Reinsurance rates rose again this year and are projected to continue that trend in 2023 – prompting analysts (including JMP Securities) to declare that the reinsurance industry is on the cusp of its first true hard market in the best part of two decades.
The industry has changed a great deal since the hard market which resulted from the events of 9/11 in the early 2000s – technology trends such as digitalisation, analytics and AI, as well as increasing accountability to regulators and stakeholders have transformed reinsurance into a truly data-driven business. However, many of the usual business dynamics remain in play this time around.
In a hard market, everyone is more risk-averse and every decision must be justified. Reinsurers, like insurers, need to understand which areas of their business are profitable, which are not, and manage their resources as efficiently as possible.
While some may resort to blanket rate increases in a hard market, those with a deeper understanding of their portfolios can take a more intelligent approach, applying rate increases by risk, class or location, for example, rather than punishing every client. It’s obvious with whom brokers and cedants would rather work!
The hard market also creates opportunities to deploy capacity to those aspects of business where reinsurers believe they can offer better terms than the rest of market. To do this you need to be confident in your risk tolerance – and convince your retro partners your strategy will be successful too.
Insight and agility
In a hard market, data analytics really comes to the fore. As a reinsurer, accurate and timely insight into how you are performing at any given moment is vital.
You need to be able to conduct deep-dive portfolio reviews, assessing risks, exposures, loss ratios and other performance indicators in real-time to avoid unwanted accumulations and to ensure business is written in line with risk appetite. Risks must not only be thoroughly analysed but augmented with external data sources to empower underwriters to make informed decisions.
Some reinsurers will have access to vast volumes of risk data, perhaps via a data warehouse, however, a data rich policy administration system can also play this role.
With the right eco-system of applications in place, data should only have to be entered once, ensuring a single version of the truth flows through the reinsurance process and eco-system, and also to and from external partners – reducing administrative burden, spend and errors in the process. Data should be structured so you can analyse it by a range of variables and timeframes, and feed it seamlessly between underwriting, exposure management and actuarial processes, as well as external market systems. Only then can you truly understand your own position and be equipped to make the best decisions for the business.
The power of reporting
Being armed with consistent, accurate data empowers you to optimise the deployment of your capacity – but you’ll need to back the business you write with appropriate retro coverage. That means convincing the retro markets your underwriting decisions are sound. Retro providers demand greater information today than they did during the last hard market.

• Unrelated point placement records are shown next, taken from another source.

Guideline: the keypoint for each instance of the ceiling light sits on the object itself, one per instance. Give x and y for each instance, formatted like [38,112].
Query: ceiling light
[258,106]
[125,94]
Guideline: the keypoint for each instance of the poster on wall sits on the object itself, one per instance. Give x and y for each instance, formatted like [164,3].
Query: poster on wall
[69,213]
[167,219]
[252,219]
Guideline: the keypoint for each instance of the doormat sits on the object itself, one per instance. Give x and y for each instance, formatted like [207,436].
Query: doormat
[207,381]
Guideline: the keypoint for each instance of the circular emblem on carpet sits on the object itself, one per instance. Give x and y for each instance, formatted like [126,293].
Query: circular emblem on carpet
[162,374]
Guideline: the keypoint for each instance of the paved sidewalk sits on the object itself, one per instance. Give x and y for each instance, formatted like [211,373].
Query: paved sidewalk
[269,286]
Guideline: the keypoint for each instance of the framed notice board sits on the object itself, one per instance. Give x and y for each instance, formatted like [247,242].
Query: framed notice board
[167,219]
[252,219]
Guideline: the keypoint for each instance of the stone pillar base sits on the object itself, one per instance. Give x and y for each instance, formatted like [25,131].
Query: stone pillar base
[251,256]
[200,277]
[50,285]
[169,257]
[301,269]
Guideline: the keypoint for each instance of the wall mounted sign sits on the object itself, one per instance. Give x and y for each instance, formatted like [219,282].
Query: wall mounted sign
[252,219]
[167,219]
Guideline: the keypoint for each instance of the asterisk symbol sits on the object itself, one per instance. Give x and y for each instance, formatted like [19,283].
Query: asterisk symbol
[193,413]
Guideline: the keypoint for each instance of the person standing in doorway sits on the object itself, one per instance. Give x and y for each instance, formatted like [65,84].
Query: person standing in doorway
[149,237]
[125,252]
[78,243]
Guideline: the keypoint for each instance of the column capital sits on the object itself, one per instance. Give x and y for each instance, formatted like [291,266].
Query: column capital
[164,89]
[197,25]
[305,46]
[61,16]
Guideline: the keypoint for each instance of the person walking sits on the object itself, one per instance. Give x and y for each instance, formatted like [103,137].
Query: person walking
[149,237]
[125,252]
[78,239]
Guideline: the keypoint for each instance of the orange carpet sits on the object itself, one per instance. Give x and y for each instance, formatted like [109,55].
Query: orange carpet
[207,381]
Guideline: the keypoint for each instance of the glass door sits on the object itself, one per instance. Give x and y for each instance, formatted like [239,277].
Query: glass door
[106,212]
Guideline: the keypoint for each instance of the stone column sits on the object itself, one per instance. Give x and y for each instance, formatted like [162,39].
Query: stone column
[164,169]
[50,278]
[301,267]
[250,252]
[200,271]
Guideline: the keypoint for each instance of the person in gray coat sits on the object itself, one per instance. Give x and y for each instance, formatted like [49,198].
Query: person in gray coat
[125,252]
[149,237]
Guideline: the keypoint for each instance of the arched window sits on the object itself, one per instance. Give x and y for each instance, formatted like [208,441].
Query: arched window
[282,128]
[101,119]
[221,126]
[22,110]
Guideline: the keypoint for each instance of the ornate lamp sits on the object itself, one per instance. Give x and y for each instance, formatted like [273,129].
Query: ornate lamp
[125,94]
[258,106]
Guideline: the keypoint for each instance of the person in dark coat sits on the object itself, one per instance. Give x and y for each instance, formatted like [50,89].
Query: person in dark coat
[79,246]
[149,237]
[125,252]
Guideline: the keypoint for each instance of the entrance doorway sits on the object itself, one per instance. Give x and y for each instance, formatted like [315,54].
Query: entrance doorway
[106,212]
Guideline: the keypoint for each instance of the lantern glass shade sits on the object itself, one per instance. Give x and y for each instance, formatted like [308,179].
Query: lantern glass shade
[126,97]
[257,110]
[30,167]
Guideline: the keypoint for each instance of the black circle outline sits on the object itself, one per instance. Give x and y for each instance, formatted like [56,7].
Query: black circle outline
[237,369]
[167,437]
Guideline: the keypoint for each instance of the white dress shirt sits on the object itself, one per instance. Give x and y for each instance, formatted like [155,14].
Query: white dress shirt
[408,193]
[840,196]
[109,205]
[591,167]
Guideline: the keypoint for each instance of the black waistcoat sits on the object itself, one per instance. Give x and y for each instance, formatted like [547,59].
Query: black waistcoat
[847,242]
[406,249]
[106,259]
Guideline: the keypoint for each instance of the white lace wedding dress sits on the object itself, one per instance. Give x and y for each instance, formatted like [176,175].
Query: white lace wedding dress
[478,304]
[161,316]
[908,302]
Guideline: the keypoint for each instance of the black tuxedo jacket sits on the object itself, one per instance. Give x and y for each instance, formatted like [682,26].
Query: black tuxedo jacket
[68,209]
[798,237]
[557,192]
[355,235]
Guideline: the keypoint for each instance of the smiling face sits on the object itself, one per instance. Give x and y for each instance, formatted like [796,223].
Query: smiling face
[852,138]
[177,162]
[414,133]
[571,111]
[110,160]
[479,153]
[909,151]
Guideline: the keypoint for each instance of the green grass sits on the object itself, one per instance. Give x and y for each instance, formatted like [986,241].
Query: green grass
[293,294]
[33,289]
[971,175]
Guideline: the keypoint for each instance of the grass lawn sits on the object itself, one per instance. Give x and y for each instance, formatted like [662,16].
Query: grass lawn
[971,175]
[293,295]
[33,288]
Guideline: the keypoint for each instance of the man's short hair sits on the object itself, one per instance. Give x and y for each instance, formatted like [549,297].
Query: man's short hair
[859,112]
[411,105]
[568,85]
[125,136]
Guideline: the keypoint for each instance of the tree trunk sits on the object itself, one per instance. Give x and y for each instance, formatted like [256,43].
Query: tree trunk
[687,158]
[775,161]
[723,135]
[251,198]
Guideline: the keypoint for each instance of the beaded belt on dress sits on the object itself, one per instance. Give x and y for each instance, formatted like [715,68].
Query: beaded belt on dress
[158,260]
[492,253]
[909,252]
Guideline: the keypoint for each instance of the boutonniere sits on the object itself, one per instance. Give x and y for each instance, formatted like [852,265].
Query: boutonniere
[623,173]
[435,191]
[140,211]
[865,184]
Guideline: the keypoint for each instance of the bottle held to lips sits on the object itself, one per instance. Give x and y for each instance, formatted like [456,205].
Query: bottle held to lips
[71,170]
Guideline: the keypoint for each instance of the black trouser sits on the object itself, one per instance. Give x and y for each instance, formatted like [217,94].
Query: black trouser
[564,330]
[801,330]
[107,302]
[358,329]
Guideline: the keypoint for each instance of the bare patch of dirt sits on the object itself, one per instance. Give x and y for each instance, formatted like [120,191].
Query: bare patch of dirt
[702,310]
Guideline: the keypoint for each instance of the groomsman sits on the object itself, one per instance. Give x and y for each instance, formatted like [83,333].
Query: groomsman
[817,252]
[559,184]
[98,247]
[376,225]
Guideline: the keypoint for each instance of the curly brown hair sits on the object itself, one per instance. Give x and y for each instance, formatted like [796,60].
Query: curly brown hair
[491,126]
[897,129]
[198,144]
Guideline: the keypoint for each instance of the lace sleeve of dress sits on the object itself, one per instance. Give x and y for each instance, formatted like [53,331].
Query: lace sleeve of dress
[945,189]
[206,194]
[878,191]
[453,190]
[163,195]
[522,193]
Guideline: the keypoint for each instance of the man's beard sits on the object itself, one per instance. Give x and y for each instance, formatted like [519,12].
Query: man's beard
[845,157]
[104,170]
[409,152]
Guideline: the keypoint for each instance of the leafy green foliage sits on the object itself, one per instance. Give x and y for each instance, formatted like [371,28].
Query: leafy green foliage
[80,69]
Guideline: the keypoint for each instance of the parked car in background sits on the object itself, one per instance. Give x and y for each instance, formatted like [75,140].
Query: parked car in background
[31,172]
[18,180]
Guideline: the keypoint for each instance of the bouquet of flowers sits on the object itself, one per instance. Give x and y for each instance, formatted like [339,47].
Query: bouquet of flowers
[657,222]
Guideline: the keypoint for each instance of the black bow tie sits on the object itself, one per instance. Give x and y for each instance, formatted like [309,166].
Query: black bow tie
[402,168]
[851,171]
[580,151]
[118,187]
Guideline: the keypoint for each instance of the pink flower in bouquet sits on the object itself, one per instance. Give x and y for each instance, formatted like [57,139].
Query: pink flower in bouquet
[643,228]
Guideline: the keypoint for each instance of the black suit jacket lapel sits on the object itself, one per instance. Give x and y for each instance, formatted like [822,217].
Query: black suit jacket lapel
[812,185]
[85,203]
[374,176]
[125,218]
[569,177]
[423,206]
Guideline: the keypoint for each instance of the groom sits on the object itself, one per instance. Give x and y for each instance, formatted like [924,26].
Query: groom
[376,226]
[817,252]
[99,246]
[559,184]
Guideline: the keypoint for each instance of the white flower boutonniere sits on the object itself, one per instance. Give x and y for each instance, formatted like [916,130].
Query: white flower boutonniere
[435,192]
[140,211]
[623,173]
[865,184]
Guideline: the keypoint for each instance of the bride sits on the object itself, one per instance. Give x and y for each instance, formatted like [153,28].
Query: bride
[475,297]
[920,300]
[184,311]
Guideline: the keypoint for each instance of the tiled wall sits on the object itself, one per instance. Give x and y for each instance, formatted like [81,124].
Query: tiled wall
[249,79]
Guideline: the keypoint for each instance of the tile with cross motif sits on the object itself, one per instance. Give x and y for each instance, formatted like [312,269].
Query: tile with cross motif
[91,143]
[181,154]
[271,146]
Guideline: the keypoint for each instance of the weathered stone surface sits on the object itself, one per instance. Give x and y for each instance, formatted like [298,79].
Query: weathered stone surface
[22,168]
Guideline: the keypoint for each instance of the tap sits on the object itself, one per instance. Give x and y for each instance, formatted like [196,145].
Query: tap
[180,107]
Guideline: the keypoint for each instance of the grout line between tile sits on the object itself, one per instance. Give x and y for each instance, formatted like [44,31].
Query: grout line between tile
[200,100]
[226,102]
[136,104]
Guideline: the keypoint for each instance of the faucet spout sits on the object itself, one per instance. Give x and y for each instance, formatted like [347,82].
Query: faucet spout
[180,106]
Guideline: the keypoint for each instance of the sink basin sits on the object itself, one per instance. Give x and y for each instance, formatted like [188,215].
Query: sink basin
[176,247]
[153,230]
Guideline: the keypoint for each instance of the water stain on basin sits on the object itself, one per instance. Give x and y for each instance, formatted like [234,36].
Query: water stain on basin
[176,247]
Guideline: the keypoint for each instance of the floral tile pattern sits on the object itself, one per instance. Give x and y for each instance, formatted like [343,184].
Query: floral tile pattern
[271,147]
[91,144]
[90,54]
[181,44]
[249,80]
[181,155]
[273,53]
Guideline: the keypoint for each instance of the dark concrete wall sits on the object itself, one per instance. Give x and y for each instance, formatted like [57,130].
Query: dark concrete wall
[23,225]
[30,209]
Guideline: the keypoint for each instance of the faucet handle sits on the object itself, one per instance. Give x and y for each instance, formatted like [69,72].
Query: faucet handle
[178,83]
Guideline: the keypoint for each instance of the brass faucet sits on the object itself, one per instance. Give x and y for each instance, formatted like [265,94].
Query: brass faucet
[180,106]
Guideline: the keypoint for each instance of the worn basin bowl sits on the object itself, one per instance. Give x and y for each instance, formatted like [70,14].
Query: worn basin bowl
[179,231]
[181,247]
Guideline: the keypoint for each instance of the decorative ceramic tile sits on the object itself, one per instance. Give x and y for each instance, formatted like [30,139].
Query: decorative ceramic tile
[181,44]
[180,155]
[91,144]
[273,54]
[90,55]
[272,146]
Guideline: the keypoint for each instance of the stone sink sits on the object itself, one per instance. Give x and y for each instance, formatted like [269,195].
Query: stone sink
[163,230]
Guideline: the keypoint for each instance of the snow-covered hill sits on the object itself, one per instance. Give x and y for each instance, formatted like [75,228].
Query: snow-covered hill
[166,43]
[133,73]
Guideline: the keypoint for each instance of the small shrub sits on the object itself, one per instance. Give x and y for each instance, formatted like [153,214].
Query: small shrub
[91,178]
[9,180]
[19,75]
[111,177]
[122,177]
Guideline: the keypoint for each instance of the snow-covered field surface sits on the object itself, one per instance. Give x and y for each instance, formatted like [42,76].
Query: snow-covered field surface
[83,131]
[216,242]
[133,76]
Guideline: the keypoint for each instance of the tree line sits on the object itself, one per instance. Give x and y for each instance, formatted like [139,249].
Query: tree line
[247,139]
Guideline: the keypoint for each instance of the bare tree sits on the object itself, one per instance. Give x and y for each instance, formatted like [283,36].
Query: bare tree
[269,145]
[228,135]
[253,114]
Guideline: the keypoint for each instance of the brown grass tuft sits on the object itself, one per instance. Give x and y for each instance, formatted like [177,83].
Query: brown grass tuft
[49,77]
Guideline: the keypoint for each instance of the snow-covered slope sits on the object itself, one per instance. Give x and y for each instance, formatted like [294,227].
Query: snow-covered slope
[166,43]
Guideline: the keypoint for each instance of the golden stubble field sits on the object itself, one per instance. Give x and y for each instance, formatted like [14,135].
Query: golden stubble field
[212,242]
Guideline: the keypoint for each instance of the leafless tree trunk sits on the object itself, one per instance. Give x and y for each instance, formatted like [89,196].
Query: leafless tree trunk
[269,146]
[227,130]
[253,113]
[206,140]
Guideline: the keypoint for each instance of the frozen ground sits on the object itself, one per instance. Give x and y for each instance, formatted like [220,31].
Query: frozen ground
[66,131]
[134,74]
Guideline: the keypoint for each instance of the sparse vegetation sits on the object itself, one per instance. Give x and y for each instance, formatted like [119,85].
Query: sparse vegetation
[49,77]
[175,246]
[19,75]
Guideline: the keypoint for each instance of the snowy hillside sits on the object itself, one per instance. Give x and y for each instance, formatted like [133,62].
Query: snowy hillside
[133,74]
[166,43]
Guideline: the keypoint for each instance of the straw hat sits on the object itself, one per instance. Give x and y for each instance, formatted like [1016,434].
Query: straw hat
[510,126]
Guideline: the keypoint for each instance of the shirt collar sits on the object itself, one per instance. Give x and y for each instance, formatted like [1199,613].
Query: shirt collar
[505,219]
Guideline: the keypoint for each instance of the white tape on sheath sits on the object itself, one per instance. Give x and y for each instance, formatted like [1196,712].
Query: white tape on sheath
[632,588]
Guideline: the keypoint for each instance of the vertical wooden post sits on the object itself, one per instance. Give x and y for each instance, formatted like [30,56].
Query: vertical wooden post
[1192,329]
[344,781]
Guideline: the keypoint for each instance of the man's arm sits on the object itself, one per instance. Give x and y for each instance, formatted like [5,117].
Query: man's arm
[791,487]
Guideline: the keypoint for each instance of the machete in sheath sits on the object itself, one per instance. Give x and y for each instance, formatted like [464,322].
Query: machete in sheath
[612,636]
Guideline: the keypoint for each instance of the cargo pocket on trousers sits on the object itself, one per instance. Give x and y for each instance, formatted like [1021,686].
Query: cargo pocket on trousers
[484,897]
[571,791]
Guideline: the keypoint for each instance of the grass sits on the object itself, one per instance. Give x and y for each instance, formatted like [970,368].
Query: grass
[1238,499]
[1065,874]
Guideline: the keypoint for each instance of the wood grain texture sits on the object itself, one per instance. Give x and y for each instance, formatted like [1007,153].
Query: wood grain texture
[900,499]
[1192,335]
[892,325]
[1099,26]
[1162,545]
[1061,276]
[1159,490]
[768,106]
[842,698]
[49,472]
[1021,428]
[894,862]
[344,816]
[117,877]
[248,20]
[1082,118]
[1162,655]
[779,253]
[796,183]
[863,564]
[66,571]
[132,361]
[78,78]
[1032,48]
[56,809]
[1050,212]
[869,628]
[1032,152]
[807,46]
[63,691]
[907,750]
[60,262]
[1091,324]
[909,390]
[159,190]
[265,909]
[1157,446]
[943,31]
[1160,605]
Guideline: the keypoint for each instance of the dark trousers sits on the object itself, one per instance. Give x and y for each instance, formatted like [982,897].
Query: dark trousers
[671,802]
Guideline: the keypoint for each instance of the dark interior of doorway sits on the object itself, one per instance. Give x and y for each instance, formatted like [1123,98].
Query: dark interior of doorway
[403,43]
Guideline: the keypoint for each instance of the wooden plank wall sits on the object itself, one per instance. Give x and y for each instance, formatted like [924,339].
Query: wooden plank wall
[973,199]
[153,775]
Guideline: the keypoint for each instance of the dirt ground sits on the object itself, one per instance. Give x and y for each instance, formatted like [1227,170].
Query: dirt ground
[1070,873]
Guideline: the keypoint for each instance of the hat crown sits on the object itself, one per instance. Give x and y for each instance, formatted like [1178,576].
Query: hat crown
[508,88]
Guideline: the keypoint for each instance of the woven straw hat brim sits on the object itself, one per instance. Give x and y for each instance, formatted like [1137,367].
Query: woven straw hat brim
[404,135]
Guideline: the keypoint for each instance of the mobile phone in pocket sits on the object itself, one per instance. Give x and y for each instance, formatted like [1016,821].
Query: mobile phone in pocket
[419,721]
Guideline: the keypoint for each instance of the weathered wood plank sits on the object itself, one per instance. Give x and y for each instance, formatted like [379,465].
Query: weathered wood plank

However, it’s not just providing granular data which gives you an edge – it’s being flexible in how you present it.
Visualisations; triangulations; risk bands; geographical breakdowns – retro providers want to assess portfolios through various lenses and granularities. They want premium earning projections overlayed with up-to-date risk, claim and credit control data. They want a true picture of your position and the health of your business. Failing to provide the information they need – in the format they want it – will limit your options and make it much harder to obtain capacity at a good price.
According to Guy Carpenter, property retro rates rose, and capacity tightened at the last 1/1 renewal. In this environment, winning retro cover at the right price is crucial to maintaining profitable growth. That’s why reporting should be seen not just as an enabler of compliance but as a key strategic tool. You simply can’t write the business you want without strong reporting and accounting capabilities.
With a dynamic central system at the heart of the business pulling underwriting, reporting, accounting and compliance into a single workflow, it’s possible to do in minutes what might take a reinsurer relying on legacy systems days. In a hard market, agility breeds competitive advantage, and those who have already invested in technology to enable this are already ahead of the game.